Rose Zhang suffers a disaster at Pebble Beach's treacherous cliffside No. 8

July 06, 2023

Rose Zhang looks for her ball on the eighth hole during the first round of the 78th U.S. Women's Open.

Ezra Shaw

PEBBLE BEACH — It is the most knee-knocking, white-knuckle shot in all of golf. None other than Jack Nicklaus deemed it the “most dramatic.” And why not? On the eighth hole at Pebble Beach, players stand on an outcropping of land, the Pacific Ocean 70 feet below.

In 2022, Jordan Spieth created the most news about the eighth in years when he chose to hit a shot near the precipice. Spieth would later admit, “I wish I hadn’t done it. In fact, I regret doing it.”

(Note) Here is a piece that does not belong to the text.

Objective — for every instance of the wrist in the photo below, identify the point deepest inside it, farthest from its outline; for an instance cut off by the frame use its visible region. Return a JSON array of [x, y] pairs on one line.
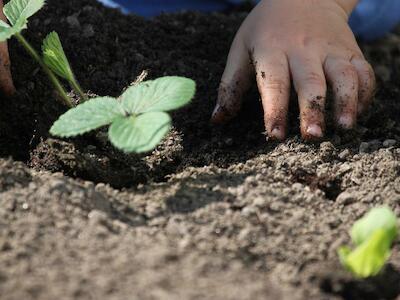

On Thursday in the U.S. Women’s Open, there was a different kind of drama with one of the game’s young stars. With the players forsaking their longest shots for fear of driving over the cliff’s edge, they were laying back off the tee. Rose Zhang, who had just birdied the seventh to get to two under, hit a 189-yard tee shot that left her with a long carry, 202 yards to the flagstick. The air was damp and cold, and the wind seemed to be crossing across the players’ faces.

Zhang chose a wood, but from the moment she struck it, she watched anxiously as her ball dipped like a seagull and into the brush on the bank in front of the green. From the movement of the marshals (or lack thereof), they clearly didn’t see where the ball flew in.


The trouble in this case was that Zhang had to walk to the hole and look for the ball. Maybe this wasn’t quite as daring as Spieth’s move, but Zhang did climb several feet down looking. Not able to find her ball, she had to take the ride of shame in a golf cart back to the top of the cliff to play what would be her fourth shot after the penalty.

From 172 yards, Zhang hit a beautiful shot onto the green, giving her a 13-foot putt for what would have been a very impressive bogey. But she missed on her roll and suffered a double-bogey that knocked her back to even par and off the first page of the leaderboard.

This would be no solace to Zhang, but she was not alone in her misery at No. 8. For the day to that point, there had been seven other double bogeys and one 7 to go with 34 bogeys. The hole was playing as the fourth-hardest in the round.